Muluneh, who was born in Ethiopia but spent much of her life living in various other places, is interested in exploring the role of heritage in one’s identity. She often channels African body art in her pictures, particularly in her series “The World is 9,” named after a saying by her grandmother: “The world is nine; it is never complete and it’s never perfect.”
Stephanie Syjuco
Similar to Muluneh, the artist Stephanie Syjuco, born in the Philippines and based in the US, presents a series of costumed portraits that call into question how clothes, colors, and other decisions serve as signifiers of ethnicity.
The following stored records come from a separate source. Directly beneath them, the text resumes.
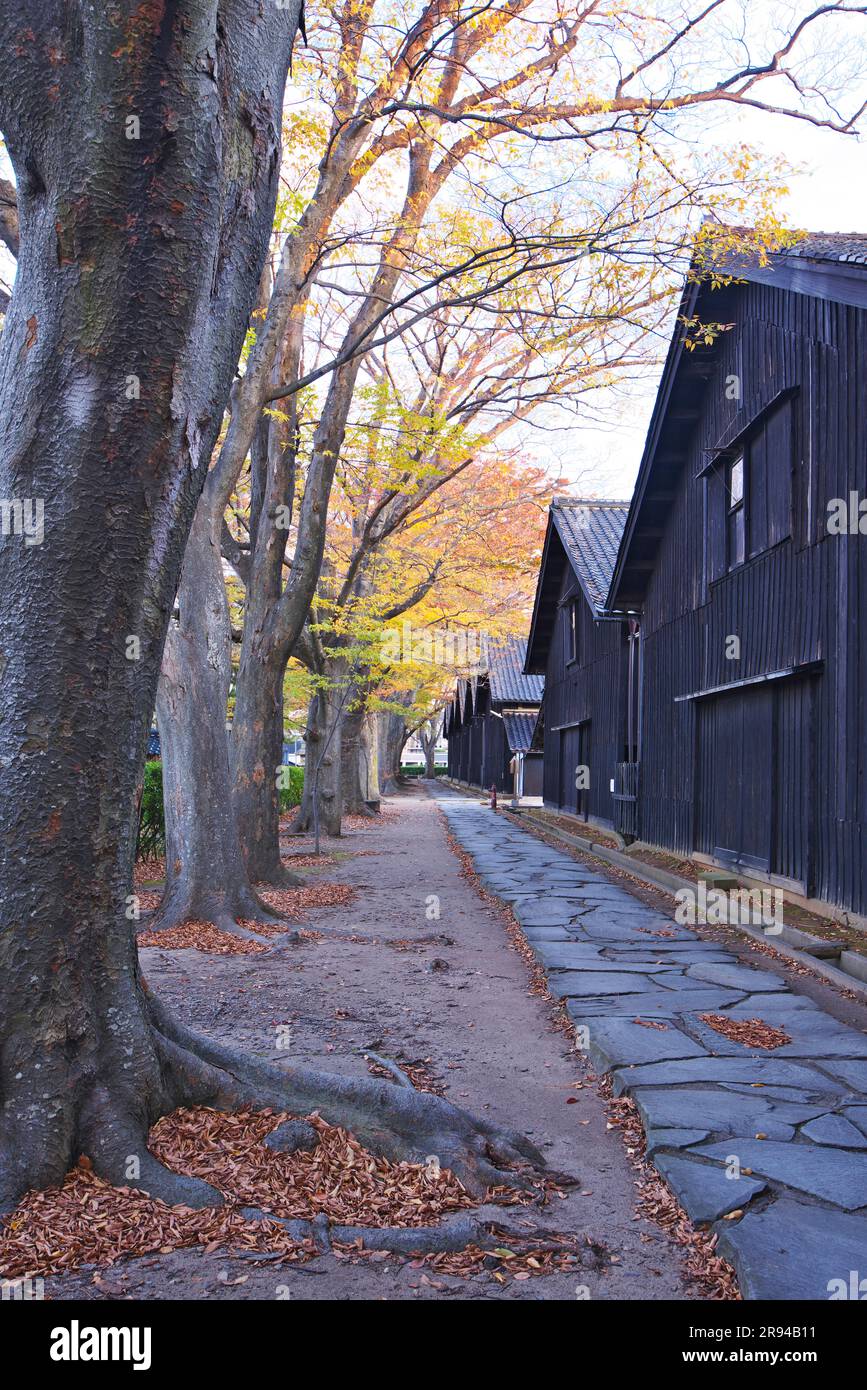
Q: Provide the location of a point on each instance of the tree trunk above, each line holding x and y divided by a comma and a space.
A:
206, 875
359, 777
393, 738
323, 765
147, 167
257, 754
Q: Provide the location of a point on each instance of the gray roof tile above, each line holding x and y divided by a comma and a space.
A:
509, 685
591, 531
520, 729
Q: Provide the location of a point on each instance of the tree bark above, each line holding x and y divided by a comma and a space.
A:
323, 765
141, 252
206, 876
359, 773
392, 738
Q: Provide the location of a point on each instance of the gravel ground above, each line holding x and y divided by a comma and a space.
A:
432, 977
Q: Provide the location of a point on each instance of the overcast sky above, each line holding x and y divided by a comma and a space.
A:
828, 196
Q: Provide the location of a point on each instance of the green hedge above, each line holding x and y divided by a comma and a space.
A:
291, 795
152, 819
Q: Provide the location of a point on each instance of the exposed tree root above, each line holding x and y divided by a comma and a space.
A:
395, 1122
486, 1226
227, 912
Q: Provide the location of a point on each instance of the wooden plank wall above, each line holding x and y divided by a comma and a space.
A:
799, 601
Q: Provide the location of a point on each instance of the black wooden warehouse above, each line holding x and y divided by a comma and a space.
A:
492, 719
584, 658
744, 567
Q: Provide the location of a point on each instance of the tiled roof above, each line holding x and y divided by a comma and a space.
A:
509, 685
520, 729
839, 246
591, 533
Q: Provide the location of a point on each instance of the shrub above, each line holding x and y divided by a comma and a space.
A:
291, 795
152, 816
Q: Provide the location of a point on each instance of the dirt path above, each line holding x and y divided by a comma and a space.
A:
449, 991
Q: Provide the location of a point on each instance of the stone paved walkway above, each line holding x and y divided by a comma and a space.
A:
703, 1098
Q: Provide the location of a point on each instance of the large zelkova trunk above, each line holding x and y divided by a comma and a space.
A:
146, 160
321, 799
359, 770
256, 758
206, 877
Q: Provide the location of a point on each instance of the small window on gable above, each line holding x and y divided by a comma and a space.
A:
573, 631
735, 521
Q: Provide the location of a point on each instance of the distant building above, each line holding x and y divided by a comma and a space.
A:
491, 723
732, 723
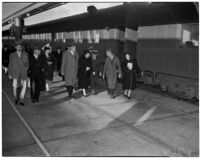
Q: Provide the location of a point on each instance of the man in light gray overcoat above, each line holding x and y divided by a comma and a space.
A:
69, 68
18, 71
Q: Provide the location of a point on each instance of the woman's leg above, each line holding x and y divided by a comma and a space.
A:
125, 92
129, 93
84, 92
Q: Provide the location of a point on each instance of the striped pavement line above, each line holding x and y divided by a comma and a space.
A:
145, 116
42, 147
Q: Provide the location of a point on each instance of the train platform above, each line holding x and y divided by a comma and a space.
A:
149, 124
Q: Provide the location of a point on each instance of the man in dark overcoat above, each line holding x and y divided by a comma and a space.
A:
5, 58
69, 68
18, 71
94, 75
112, 67
36, 72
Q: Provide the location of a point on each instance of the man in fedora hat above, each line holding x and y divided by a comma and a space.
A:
18, 71
93, 76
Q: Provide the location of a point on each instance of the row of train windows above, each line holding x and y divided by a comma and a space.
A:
77, 37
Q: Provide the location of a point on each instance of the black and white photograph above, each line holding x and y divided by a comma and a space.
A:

In her “Cargo Cults” series of black-and-white photographs, for instance, Syjuco adopts the methods of 19th-century ethnographic portraiture, using mesmerizing dazzle camouflage patterns—a WWI technique of ship design meant to confuse enemies—to mimic indigenous garb. However, the attire donned by her models is not special; they wear clothes purchased from cheap US stores that outsource labor, such as Forever 21, H&M, and Gap. The tags are left on and appear in the shots. After the shoots, Syjuco returned all the clothes for full refunds.
Carmen Winant
Carmen Winant contributes one striking work to the exhibition: a site-specific installation of thousands of found images of women before, during, and immediately after childbirth. The piece, titled My Birth (2017-18), takes up two gallery hall walls from floor to ceiling, and is impossible to take it in entirely from one vantage point. Her images are sourced from old books and magazines and hung with torn strips of blue painters tape. They are both hard to look at it and hard not to. Mothers are shown in a variety of states—sweaty, bloody, agonized, exhausted, delirious, or simply asleep. By many standards, the work is graphic. But the subjects are also completely natural, drawing attention to the artificial moral constraints we put on photographic communication.
Paul Mpagi Sepuya
At first glance, Paul Mpagi Sepuya’s fragmented photographs look like digital collages, but up close it’s clear that they are in fact single-frame shots. In his “Figures, Grounds, and Studies” series, Sepuya directs his lens toward a large mirror so that the camera, tripod, and bits of the artist’s arms are often in the shot. Then he introduces objects—photographic prints, a black cloth—in the physical space between the camera and mirror. What’s captured in the image is a dense, disjointed combination of objects where the foreground, background, and intermediate space of the picture are indistinguishable from one another.
Hương Ngô and Hồng-Ân Trương
For their collaborative project The opposite of looking is not invisibility. The opposite of yellow is not gold, artists Hương Ngô and Hồng-Ân Trương collected and re-photographed vernacular pictures of their mothers in the 1970s, both of whom immigrated to the US from Vietnam. Though the two immigrants relocated at different times and didn’t know each other, the pictures of their experiences are remarkably similar: standing proudly with their nuclear families or next to shiny American cars. In succession, the images evolve into something more than a portrait of two women; they become a snapshot of gender roles, American ideologies, and the immigrant experience. Juxtaposed with the photographs are framed excerpts from transcripts of US congressional hearings on the place of Vietnamese refugees in American culture, referring to them as aliens and weighing their value based on labor contributions.